Necessari interventi per ridurre l’impatto dell’inflazione soprattutto sui nuclei meno abbienti.

A gennaio 2023 il tasso di inflazione si attesta al +10,1% su base annua, livello che non si registrava da settembre 1984.

Nonostante l’attenuazione della crescita dei prezzi non bisogna sottovalutare la rilevante portata di un tasso così alto: infatti, con l’inflazione a questo livello, le ricadute calcolate dall’Osservatorio Nazionale Federconsumatori per ogni famiglia sono di 3.009,80 euro annui.

Non dimentichiamo che, a pagare il costo maggiore di tale aumento generalizzato dei prezzi sono le famiglie meno abbienti, per le quali l’inflazione è più pesante, spesso insostenibile.
Questo non fa altro che accrescere, di giorno in giorno, le disparità nel nostro Paese, senza che il Governo si decida ad adottare serie politiche di contrasto.

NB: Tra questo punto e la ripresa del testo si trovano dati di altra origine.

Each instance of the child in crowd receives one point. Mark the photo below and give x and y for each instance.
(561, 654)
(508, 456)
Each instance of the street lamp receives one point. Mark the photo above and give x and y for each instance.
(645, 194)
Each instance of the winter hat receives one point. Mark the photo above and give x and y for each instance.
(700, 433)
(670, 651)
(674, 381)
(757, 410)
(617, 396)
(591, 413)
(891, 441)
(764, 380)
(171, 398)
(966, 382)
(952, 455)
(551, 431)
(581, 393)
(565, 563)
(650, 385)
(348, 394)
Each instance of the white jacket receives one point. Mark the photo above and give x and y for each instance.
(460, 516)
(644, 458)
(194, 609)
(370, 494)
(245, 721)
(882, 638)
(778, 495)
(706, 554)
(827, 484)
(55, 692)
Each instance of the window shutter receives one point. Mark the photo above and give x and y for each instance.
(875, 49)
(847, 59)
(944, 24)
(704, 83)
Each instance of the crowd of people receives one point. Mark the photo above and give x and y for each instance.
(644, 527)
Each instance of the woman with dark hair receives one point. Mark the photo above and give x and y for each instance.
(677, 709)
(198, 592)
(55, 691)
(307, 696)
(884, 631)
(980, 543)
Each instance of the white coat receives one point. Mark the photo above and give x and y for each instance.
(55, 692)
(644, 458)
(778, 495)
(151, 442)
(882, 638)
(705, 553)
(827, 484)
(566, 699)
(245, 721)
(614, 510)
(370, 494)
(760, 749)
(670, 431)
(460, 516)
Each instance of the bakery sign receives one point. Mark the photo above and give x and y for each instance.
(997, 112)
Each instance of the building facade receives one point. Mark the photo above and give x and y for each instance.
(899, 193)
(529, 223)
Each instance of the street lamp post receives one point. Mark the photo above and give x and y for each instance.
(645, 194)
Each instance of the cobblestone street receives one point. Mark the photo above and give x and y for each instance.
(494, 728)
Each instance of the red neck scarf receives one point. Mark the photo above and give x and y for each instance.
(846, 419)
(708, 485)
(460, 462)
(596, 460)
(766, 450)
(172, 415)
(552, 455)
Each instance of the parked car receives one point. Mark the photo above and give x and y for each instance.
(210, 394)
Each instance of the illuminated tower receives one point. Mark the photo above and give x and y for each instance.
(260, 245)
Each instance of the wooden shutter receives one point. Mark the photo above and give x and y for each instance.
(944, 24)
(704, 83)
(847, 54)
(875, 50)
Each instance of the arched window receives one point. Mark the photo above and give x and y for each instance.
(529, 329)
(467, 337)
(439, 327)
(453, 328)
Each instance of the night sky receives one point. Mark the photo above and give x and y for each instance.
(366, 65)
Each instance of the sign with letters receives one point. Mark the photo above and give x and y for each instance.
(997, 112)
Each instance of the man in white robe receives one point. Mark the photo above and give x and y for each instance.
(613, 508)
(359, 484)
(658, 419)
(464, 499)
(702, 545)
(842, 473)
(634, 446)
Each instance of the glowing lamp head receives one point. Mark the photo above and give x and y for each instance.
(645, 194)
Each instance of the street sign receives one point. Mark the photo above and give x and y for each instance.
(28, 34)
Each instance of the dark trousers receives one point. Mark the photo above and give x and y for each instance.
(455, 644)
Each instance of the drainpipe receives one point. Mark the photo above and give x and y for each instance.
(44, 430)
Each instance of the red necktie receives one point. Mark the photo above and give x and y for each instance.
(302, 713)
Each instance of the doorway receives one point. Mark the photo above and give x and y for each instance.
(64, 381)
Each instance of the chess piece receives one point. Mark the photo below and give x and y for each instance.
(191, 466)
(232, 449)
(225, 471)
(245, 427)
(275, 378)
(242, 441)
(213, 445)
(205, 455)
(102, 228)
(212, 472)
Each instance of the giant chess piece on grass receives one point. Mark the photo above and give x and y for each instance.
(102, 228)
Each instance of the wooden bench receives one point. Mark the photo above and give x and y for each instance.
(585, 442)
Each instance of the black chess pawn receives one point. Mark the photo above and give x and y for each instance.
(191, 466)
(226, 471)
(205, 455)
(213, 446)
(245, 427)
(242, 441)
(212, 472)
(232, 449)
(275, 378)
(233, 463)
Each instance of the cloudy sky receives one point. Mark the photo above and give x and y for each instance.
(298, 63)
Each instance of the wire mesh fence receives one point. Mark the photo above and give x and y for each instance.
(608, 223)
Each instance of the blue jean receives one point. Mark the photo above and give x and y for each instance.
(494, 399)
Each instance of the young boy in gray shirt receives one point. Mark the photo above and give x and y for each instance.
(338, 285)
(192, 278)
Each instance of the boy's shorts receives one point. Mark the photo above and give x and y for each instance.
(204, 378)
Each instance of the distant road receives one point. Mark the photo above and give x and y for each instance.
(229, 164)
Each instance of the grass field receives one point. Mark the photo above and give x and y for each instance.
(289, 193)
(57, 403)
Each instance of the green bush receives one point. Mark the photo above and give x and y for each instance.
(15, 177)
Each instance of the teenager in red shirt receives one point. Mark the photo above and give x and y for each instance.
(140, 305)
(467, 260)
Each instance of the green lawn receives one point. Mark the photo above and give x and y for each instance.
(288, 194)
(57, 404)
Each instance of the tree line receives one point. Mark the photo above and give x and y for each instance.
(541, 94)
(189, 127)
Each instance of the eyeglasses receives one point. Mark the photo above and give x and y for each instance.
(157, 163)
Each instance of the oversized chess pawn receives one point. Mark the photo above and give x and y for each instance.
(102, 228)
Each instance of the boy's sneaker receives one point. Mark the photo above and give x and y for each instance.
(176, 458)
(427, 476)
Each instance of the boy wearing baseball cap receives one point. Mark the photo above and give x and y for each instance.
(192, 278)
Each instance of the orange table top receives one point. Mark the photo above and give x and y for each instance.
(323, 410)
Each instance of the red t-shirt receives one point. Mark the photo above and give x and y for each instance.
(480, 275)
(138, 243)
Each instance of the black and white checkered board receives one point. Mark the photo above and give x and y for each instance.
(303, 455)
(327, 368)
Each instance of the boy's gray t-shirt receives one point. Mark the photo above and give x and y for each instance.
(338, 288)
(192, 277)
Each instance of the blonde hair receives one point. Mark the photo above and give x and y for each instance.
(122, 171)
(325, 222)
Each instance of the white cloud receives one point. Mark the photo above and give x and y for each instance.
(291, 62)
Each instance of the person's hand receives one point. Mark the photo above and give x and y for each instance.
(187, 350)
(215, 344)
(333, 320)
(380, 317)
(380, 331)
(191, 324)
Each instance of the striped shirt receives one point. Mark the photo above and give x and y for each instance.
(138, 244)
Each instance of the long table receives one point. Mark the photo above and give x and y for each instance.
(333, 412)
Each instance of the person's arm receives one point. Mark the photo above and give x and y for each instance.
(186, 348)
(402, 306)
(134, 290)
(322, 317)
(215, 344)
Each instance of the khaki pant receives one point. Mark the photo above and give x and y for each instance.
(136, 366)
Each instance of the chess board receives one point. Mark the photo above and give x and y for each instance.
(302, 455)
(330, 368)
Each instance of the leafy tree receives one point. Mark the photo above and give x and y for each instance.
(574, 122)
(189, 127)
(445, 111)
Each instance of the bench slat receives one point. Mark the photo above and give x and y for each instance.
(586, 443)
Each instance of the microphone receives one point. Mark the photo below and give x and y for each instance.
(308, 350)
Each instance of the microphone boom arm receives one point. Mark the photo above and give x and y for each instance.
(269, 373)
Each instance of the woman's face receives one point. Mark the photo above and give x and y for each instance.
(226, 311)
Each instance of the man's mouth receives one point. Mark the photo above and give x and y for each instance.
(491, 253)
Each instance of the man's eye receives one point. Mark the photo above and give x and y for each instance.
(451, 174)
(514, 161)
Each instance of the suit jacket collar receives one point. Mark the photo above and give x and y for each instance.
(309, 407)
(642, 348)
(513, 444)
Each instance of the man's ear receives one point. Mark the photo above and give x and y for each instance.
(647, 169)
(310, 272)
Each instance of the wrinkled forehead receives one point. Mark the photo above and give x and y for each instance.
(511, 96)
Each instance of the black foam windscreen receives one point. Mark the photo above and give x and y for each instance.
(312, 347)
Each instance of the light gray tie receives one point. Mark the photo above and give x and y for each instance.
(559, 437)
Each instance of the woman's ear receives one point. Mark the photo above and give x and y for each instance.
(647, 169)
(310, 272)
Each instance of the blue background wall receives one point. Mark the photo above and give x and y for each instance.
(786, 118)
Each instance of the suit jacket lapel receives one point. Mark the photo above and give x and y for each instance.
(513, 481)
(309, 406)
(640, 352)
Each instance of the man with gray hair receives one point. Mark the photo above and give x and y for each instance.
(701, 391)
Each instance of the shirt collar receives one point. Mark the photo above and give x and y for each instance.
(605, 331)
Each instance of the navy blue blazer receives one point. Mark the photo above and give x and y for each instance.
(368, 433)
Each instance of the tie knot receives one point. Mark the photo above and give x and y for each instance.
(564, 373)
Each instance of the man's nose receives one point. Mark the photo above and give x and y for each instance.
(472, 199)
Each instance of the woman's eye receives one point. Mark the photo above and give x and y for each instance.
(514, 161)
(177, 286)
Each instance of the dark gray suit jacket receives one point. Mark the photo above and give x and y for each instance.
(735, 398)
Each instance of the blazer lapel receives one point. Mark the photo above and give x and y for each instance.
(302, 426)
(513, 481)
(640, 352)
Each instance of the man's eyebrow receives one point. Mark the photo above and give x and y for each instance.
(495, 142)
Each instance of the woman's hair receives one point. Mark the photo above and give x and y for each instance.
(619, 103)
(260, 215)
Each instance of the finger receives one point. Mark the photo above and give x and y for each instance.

Disparità e difficoltà crescenti che si manifestano nelle rinunce delle famiglie: l’O.N.F. – Osservatorio Nazionale Federconsumatori ha rilevato, in tal senso, una forte riduzione del consumo di carne e pesce, pari al -16,8% nel 2022 (settori in cui si nota anche uno spostamento verso il consumo di tagli e qualità meno costosi e meno pregiati); una riduzione del consumo di frutta e verdura (che riguarda il 12,9% dei cittadini); oltre che un ricorso sempre più assiduo a offerte, sconti, acquisti di prodotti prossimi alla scadenza (abitudine adottata dal 46% dei cittadini). A questo si aggiunge, vista l’inarrestabile crescita dei prezzi dei carburanti, un numero sempre maggiore di cittadini che, avendone la possibilità, rinunciano all’utilizzo dei mezzi propri per ricorrere all’utilizzo di mezzi pubblici +8,9% (andando così ad incidere negativamente su un servizio, in molte realtà, ancora estremamente carente).

Per tali motivi torniamo a rivendicare, con maggiore urgenza, la necessità di provvedimenti utili a sostenere i redditi e il potere di acquisto delle famiglie, soprattutto quelle con minore capacità di spesa: provvedimenti che si devono concentrare soprattutto sulla riduzione del peso delle bollette e del caro-carburanti.

Non dimentichiamo, infatti, che il prezzo di questi ultimi incide notevolmente sulla determinazione dei prezzi dei beni e dei servizi, trasportati per circa l’86% su gomma. Per questo è indispensabile adottare ogni sforzo per far scendere i prezzi dei carburanti, prima di tutto attraverso la riduzione dell’IVA (applicata anche sull’accisa). Almeno in maniera temporanea l’IVA dovrebbe essere portata al 4%: tale operazione si tradurrebbe in un risparmio, in termini annui, di oltre 200 euro ad automobilista.